On Motion for Rehearing.
The first assignment of error objected to the use bf the depositions of Dr. Heaney because,“on the day this case was called for trial, at the present term of this court, plaintiffs announced ready on the assurance by defendants that said Dr. Harry G-. Heaney would be- available as a witness, should plaintiffs desire to use him; that said witness was then and there under process caused to be issued and served by plaintiffs; that said witness would be available, plaintiffs announced ready for trial.” Immediately following that part of the assignment is an objection, not to the depositions, but to certain statements made by Edward R. Kleberg. Then, returning to the depositions, appellants objected to them because the witness was in effect present in court. If the last statement be true, •then the first objection falls to the ground, because appellees had promised to have the witness available, and he was in effect in court. If he was not available, it follows there could be no objection because the depositions were not used while he was in court; and, if he was in court, then he could have been used by appellants. In the proposition under the assignment, it is admitted that the witness was present and available, that he was under process issued by appellants, and that they had taken the depositions to which they urged objections. It is not claimed in the assignment or proposition that the use of the depositions or a failure to cross-examine the witness had in any way injured appellants, except that it is stated generally that the error was material and affected the jury. How was it material, and how did it affect the jury?
[8] It seems to be the contention that if a party takes a deposition which is used in evidence-by his antagonist, the fact of such use authorizes the party who took the deposition to call the witness in person in order to cross-examine him. In other words, the use of the deposition not only makes the testimony that of the party offering it, but also gives the other party the right to place the witness on the stand for purposes of cross-examination. No authority has been presented for this proposition, nor do we believe it can be produced. The depositions of a witness cannot be blended with or merged into his testimony on the stand in person, and the taking of his depositions and their use by the opposite party from the one who took them does not change or alter a single rule as to the examination of the witness in person. All that is held in the cited cases is that when thé opposite party introduces depositions not taken by him they become his evidence, and none has held that when so used the witness can be called for cross-examination as though he had testified in person for the opposite party. It would indeed be a novel practice.

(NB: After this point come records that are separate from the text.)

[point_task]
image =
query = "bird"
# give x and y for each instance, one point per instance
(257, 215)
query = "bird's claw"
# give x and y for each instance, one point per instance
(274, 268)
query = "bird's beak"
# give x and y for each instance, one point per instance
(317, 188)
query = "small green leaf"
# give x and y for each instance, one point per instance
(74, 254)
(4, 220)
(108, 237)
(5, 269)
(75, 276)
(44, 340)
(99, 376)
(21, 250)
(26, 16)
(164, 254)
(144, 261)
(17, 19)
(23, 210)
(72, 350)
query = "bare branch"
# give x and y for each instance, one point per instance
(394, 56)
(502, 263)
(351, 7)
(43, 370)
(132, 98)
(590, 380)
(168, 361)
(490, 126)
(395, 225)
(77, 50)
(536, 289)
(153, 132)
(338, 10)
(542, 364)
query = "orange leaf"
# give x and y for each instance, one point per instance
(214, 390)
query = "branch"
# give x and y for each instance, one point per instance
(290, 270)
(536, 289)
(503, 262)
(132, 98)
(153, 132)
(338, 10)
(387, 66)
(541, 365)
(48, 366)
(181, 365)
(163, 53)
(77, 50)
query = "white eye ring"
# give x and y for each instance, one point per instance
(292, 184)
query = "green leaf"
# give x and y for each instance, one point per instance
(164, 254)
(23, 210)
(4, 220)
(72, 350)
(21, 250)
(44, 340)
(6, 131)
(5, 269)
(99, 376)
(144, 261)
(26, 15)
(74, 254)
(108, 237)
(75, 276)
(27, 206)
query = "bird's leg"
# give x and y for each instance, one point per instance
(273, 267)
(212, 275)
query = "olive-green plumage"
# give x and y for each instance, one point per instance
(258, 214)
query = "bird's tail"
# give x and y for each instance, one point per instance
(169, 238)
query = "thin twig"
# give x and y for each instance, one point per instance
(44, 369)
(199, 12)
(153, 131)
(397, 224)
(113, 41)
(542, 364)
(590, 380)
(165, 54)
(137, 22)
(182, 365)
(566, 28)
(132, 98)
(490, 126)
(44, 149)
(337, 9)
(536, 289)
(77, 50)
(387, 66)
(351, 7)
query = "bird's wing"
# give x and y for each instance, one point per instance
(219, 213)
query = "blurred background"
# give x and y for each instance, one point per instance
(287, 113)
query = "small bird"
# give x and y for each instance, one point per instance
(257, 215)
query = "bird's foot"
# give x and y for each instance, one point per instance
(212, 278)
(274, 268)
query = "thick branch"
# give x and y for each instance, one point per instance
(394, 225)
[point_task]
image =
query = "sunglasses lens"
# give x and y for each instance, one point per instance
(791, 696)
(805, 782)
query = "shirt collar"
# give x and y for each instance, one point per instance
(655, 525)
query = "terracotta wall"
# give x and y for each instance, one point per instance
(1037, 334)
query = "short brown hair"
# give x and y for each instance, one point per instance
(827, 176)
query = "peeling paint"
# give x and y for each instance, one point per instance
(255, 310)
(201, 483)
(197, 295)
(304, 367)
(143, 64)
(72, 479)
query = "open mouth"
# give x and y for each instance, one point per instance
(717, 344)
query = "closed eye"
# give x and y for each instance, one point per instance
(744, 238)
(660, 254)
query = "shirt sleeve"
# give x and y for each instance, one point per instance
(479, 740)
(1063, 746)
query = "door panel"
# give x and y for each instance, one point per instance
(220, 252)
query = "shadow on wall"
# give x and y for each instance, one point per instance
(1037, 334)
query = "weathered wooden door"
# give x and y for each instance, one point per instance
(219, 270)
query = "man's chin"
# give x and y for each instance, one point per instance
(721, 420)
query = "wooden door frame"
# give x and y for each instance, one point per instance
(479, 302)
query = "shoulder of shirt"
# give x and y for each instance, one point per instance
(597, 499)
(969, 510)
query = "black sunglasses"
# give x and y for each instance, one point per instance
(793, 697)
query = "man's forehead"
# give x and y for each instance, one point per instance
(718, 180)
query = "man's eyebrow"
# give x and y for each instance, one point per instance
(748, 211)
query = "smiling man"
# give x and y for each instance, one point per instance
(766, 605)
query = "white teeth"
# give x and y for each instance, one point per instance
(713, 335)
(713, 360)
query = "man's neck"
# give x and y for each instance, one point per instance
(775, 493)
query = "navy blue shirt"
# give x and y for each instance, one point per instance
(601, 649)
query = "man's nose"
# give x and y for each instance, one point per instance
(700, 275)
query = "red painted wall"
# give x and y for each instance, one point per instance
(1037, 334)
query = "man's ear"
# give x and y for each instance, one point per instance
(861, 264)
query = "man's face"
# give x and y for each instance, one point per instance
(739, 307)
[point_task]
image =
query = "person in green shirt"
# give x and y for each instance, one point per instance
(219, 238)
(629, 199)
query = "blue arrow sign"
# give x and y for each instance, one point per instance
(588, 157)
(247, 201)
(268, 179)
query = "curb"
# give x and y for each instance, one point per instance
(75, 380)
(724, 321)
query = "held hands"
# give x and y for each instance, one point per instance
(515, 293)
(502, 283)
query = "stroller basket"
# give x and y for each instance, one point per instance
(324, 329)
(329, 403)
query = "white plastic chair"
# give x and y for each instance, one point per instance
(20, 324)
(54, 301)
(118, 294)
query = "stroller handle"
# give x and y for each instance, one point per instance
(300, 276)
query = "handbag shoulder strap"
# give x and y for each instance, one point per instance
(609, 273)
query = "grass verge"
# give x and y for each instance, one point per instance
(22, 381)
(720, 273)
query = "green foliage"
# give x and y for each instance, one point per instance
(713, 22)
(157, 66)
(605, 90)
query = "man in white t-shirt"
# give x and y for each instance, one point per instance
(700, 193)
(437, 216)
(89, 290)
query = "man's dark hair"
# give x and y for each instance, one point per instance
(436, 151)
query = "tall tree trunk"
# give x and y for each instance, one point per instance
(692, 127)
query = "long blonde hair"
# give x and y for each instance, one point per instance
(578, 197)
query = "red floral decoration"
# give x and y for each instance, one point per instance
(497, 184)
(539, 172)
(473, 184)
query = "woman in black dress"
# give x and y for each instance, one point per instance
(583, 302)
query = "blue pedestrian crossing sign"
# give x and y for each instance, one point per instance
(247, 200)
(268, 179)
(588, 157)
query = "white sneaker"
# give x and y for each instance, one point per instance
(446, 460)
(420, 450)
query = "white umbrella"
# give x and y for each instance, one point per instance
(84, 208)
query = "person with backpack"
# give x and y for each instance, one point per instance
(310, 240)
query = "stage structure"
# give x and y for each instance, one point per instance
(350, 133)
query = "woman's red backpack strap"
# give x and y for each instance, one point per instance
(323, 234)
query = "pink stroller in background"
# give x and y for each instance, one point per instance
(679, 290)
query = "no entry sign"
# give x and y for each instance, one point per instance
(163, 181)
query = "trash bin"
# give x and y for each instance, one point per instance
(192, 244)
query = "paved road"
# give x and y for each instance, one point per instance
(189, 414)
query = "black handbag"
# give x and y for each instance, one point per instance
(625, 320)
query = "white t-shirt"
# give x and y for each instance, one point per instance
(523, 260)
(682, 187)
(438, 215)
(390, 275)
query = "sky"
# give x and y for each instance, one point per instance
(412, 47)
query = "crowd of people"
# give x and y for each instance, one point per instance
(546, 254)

There was no objection to the form of taking the depositions, the only objection being that the court did not make it a condition to their use that appellants should then be permitted to call the witness to the stand and cross-examine him on his answers to the interrogatories propounded by them. Of course, the cited cases of Railway v. Ritter, 16 Tex. Civ. App. 482, 41 S. W. 753, Railway v. McKenzie, 41 S. W. 831, and W. U. Tel. Co. v. Lovely, 29 Tex. Civ. App. 584, 69 S. W. 128, hold nothing even tending in the least to sustain any such rule.
[9] Whatever may have been held by the Supreme Court at one time as to using the depositions of a witness when he is present in court, as opposed to such use, it is now well established in later opinions, both by the Supreme Court and Courts of Civil Appeals, that it is within the discretion of the trial judge to permit them to be used. Schmick v. Noel, 64 Tex. 406; Hittson v. Bank (Sup.) 14 S. W. 780; Schmick v. Noel, 72 Tex. 1, 8 S. W. 83; O’Connor v. Andrews, 81 Tex. 28, 16 S. W. 628; Railway v. Renken, 15 Tex. Civ. App. 229, 38 S. W. 829; Railway v. McKenzie, 41 S. W. 831; Railway v. Burnett, 42 S. W. 315.
There was not, as stated in the original opinion, any offer to place Dr. Heaney upon the stand, nor does the record show what questions were to be propounded on the cross-examination, nor what the probable answers nor probable effect might have been. The cross-examination, had it been permitted, may not have elicited a single fact favorable to appellants, or which would have tended to have shaken the testimony of the witness embraced in the depositions. The depositions indicate a high order of intelligence upon *441the part of the physician, and he does not seem to belong to a class whose evidence might be discounted or broken down by a cross-examination. They permitted appellants to call Dr. Heariey to the witness stand if they, so desired.
In connection with the affidavits of the witnesses who proved up the will in the county court, it may be stated that if the affidavits should not have- been admitted, every fact contained in the affidavits was testified to by the affiants in the district court.
The motion for a rehearing is overruled.